By "ACC-AUC accuracy", did you mean the output of refine_train.py or evaluate.py?

It would be better for you to specify what GNN did you use (the one provided or retrained). Also, did you try different random seeds?

ZhaoningYu1996 commented 2 years ago

I retrained gnns by running gnns/run.sh. I mean the output of both refine_train.py and example.py. I have read the code. The ACC-AUC is the mean of all accuracy with different select ratios, right? I did not try different random seeds, because the result I get is way less than the accuracy reported in the paper. ( 0.781 and 0.955). I think it may be caused by the wrong setting I am using. The steps I am doing:

  1. python mutag_gnn.py
  2. python refine_train.py --dataset mutag --hid 100 --epoch 100 --ratio 0.4 --lr 1e-3
  3. python example.py ( I changed codes in example.py for mutag dataset) Also, I am using all default settings in those files.

Thank you, Zhaoning

Wuyxin commented 2 years ago

example.py is for evaluating baseline methods, which requires to specify an explanatory method.
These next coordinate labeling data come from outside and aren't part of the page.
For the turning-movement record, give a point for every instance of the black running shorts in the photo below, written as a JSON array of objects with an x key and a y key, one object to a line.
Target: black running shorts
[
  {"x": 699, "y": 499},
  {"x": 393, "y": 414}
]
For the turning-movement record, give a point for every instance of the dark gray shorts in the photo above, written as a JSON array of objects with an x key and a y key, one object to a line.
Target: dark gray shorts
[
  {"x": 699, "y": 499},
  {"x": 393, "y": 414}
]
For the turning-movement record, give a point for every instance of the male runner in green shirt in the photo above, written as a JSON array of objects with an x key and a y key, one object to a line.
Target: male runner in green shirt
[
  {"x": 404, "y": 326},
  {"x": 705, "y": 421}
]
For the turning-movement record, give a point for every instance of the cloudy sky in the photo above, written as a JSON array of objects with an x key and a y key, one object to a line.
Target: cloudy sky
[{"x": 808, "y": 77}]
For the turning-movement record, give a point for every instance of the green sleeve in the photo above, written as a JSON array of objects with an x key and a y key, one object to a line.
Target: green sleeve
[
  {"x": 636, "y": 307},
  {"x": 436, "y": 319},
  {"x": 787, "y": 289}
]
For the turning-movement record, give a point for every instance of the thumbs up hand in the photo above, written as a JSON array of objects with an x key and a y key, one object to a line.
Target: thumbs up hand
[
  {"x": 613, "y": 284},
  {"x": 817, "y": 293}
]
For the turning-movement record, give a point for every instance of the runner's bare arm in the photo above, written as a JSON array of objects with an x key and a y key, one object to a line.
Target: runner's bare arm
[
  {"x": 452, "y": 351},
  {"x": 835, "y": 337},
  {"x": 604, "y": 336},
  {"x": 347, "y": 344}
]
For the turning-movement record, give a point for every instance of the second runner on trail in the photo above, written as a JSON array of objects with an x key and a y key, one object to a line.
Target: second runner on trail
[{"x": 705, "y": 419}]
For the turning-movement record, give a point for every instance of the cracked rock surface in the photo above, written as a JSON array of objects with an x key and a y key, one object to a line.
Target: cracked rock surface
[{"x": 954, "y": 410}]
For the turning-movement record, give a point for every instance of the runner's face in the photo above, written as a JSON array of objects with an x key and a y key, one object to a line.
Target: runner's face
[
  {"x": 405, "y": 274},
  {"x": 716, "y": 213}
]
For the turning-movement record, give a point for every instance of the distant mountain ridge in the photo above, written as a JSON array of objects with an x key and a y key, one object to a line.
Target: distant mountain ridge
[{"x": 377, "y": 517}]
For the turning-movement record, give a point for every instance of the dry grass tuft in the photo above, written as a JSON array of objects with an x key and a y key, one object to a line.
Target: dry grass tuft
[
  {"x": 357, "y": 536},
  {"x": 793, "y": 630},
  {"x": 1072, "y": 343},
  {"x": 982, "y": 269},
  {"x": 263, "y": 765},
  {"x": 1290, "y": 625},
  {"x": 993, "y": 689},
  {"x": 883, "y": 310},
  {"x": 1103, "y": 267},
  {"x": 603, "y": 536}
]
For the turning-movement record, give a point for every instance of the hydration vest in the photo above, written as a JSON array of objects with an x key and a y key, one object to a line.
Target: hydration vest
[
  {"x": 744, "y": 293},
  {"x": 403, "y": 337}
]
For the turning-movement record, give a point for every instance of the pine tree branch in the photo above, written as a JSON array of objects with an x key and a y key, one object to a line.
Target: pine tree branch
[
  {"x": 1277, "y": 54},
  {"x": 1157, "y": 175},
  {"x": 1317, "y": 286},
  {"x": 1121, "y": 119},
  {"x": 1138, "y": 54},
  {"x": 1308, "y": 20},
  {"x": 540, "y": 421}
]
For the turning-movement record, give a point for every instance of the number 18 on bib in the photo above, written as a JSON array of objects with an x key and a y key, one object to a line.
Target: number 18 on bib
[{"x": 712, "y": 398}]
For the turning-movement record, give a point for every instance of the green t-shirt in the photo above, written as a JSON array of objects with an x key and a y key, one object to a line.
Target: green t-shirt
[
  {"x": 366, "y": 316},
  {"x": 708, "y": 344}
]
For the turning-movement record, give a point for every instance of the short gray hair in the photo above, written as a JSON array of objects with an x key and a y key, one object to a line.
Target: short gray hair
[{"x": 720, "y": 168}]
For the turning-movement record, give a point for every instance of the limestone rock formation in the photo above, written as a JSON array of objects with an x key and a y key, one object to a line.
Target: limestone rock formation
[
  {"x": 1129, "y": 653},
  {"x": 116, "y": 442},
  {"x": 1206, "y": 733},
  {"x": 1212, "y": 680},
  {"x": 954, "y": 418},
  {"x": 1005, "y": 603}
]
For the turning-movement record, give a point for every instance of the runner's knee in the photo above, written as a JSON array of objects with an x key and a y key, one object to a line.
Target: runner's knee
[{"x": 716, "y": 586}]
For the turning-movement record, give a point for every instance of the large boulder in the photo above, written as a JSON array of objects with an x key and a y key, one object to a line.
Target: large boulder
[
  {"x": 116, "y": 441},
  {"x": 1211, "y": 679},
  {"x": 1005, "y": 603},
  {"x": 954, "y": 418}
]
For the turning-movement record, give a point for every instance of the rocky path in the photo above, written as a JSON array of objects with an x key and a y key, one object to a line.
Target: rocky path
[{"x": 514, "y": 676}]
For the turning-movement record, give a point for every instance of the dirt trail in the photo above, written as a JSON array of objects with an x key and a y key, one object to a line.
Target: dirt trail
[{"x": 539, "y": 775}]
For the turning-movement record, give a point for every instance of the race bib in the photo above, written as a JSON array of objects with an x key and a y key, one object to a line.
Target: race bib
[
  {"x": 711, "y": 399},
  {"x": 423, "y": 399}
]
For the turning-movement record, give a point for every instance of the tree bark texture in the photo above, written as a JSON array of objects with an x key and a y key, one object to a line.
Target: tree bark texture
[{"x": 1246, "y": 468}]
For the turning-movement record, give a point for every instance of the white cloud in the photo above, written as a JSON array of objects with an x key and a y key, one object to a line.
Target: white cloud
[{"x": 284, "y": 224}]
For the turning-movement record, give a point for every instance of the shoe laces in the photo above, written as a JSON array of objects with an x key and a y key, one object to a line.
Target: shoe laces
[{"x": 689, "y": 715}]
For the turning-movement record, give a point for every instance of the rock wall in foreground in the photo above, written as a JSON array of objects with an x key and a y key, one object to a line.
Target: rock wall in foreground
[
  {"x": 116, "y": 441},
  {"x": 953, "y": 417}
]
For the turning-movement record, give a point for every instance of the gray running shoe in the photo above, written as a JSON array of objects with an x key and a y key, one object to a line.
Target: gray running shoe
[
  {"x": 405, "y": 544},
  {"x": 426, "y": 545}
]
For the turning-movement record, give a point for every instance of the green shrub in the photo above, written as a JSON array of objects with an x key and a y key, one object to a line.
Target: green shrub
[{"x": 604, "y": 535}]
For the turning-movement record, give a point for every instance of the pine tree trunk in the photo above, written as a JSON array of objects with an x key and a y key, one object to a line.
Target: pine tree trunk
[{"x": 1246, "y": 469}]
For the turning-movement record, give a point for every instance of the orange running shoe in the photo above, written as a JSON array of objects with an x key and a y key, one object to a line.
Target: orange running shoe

You shall use evaluate.py instead to evaluate ReFine.

ZhaoningYu1996 commented 2 years ago

I run evaluate.py and get acc-auc 0.7884 with R-1.00. I changed the default dataset from ba3 to mutag in the evaluate.py. Do I need to change other parameters?

ZhaoningYu1996 commented 2 years ago

Also, what is the select ratio for refine_ft? The default is 0.4, do I need to change it?

Wuyxin commented 2 years ago

pls try the default GNN first to see if this decline is caused by the GNN.

ZhaoningYu1996 commented 2 years ago

I have tried the default GNN and can get ACC-AUC around 0.946. And ReFine-FT and ReFine have almost no difference. Could you tell me how to reproduce the default GNN and how to achieve the 0.978 ReFine accuracy in your paper? Also, if I want to explain other GNNs, how can I change the settings?

Wuyxin commented 2 years ago

In the paper, we reported 0.945 and 0.955 for ReFine-FT and ReFine, not 0.978. Note this two results are close in this dataset.

Wuyxin commented 2 years ago

I have fixed the random seeds in the code. My settings follow exactly the same routines as yours, and the outputs are included in the log folder.

I guess the this problem might be caused by pytorch or the difference of the machines (I am not an expert of this). So my suggestion is that you could try different seeds in training the GNNs/ReFine in case you use some really bad seeds, and compare the relative improvements of ReFine over the baselines.

I will close this since what we discuss doesn't fit the title. You can open another if you need further discussion. Thanks.